A lot of people have contrasted the events of Wednesday with the protests for racial justice over the summer.
Horsford does not call the people involved in Wednesday's insurrection protesters. He said he believes in peaceful protests and people's ability to express displeasure with their government under the First Amendment.
“What happened yesterday, these were insurrectionists, who were incited by President Donald Trump and Republicans in the Senate and the House," he said, "Those aren't peaceful protesters, who are trying to petition their leaders in a responsible or peaceful manner.”
The congressman believes they should be called out for who they are. He also lays the blame at the feet of President Trump, saying the president "committed sedition" against the federal government.
Horsford would like to see Vice President Mike Pence and the rest of the cabinet envoke the 25th Amendment, but he doesn't think it is likely given their track record of supporting the president.
He also pointed out that several of the administration staff have already left. Thursday morning, Secretary of Transportation Elaine Chao announced she was leaving her post because of insurrection.
Horsford said no one wants to be part of the administration now, but the president still has "awesome" powers that he can wield, “and over the next 13 days can continue to cause a lot of harm to people and further harm to our democracy and so for that reason is why I called for the impeachment and the removal."
Since he can't use the 25th Amendment to have the president removed from office, Horsford is doing what he can as a congressman to call for impeachment.
Despite the chaos of Wednesday afternoon, both chambers came together and voted to certify the election results, making Joe Biden the next president of the United States and Kamala Harris the next vice president.
Horsford said Congress was doing its duty under the Constitution for all Americans, including those who voted for President Trump.
“If they wanted to object, there was a manner in which they could do that peacefully, but instead Donald Trump from his perch at the White House used his position to incite domestic terrorists in an act of sedition against our government.
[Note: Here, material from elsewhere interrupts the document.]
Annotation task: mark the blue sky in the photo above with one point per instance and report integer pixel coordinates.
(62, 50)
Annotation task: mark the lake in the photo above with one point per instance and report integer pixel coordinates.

That is what happened,” he said.
Horsford underscored just how serious the riot was and just how more damaging it could have been if more police and the national guard hadn't been called in.
The fallout from the riot is yet to be seen, but some people view it as an opening to repair some of the deep division in the country.
With his voice shaking from emotion, the congressman explained that he is willing to work with anyone who is devoted to improving the lives of Americans, which is why he entered public service.
“I’m not in public service to have people attack me in my role as an elected official when doing my job or to have my staff or my family worry about my safety because of the responsibility of doing my job,” he said.
He is also frustrated that Congress now has to deal with the riot and its aftermath, instead of focusing on helping people still struggling because of the pandemic and the economic fallout.
Horsford said his focus will be on the American people.
“I will work with anyone on the other side aisle in the House or the Senate and the administration to make sure my constituents get the government that they deserve," he said, "They did not deserve what happened yesterday. None of us did.”